Book Synopsis Jonathan Swift and the Burden of the Future by : Alan D. Chalmers
Download or read book Jonathan Swift and the Burden of the Future written by Alan D. Chalmers and published by University of Delaware Press. This book was released on 1995 with total page 188 pages. Available in PDF, EPUB and Kindle. Book excerpt: "Alan Chalmers's Jonathan Swift and the Burden of the Future explores Swift's temporal apprehension in the context of the pertinent seventeenth- and eighteenth-century religious, scientific, and cultural debates. It also compares Swift's imaginative understanding of time with that of such other writers as Juvenal, Rabelais, Milton, Pope, Gray, and Whitman."--BOOK JACKET.Title Summary field provided by Blackwell North America, Inc. All Rights Reserved
Book Synopsis Jonathan Swift and the Vested Word by : Deborah Baker Wyrick
Download or read book Jonathan Swift and the Vested Word written by Deborah Baker Wyrick and published by UNC Press Books. This book was released on 1988 with total page 278 pages. Available in PDF, EPUB and Kindle.

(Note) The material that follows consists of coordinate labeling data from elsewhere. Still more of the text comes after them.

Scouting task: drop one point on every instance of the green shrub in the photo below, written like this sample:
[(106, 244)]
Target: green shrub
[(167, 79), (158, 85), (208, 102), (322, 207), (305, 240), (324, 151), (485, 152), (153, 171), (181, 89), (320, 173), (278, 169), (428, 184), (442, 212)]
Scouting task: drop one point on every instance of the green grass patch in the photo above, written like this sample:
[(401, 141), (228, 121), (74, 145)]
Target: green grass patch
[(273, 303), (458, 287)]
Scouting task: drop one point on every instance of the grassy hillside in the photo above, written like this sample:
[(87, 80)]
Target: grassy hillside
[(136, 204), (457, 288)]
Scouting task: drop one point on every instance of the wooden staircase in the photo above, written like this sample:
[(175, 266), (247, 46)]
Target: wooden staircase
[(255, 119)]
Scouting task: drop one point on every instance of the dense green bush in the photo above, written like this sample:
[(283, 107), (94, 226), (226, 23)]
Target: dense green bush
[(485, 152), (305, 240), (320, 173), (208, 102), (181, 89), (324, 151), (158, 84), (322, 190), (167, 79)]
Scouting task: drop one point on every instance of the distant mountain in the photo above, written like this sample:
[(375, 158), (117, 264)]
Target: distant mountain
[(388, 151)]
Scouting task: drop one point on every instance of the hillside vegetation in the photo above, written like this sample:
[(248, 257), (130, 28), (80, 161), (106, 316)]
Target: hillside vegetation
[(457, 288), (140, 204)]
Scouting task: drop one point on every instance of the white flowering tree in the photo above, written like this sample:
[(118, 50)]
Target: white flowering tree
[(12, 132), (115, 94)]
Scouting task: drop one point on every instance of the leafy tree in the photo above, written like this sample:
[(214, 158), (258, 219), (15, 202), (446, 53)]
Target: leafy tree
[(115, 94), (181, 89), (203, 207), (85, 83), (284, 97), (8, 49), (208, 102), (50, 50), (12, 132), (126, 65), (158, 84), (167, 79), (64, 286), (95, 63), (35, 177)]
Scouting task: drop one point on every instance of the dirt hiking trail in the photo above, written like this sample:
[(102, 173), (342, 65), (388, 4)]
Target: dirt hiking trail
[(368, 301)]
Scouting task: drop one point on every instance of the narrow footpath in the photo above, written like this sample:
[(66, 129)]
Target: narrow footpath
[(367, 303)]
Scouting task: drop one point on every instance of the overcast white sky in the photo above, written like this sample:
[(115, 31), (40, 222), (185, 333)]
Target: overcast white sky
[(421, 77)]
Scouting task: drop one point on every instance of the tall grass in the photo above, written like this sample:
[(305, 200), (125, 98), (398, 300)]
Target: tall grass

Book excerpt: In Jonathan Swift and the Vested Word, Deborah Wyrick argues that modern Continental and American literary theory is "tantalizingly applicable to Swiftian texts." Its applicability, she writes, "stems from Swift's interest in and exploration of what are now though of as phenomenological, structuralist, poststructuralist, and new historicist concerns: how a life in language comes into being, how semiotic systems determine meaning, how texts open up their own systems to other texts and to multiple interpretations." Wyrick investigates Swift's confrontations with three theories of language current in his day, theories that locate meaning in the thing named, in the idea behind the word, or in the response of the audience. She concludes that Swift fashioned a fourth theory of meaning, one that locates meaning in and among words themselves. Because of his fear of the anarchic potential of language, Swift attempted to invest his words with extratextual authority; yet a powerful counterforce was his desire to exploit the possibilities of language divested of stable significance. These divestitures, particularly the word-play and language games, ultimately served serious personal and social purposes. A crucial personal purpose was Swift's ability to create a textual self, which he did, Wyrick maintains, by constructing defensive transvestitures centered on clothes and money. These parallel sign systems produced Swift's greatest achievement in using the resources of language and history to effect political action. By using the entire Swift canon -- poems and prose narratives, letters and essays, sermons and satires -- Wyrick presents Swift's struggle with the inadequacies of language and its inability to answer the tremendous demands he made upon it. Originally published 1988. A UNC Press Enduring Edition -- UNC Press Enduring Editions use the latest in digital technology to make available again books from our distinguished backlist that were previously out of print. These editions are published unaltered from the original, and are presented in affordable paperback formats, bringing readers both historical and cultural value.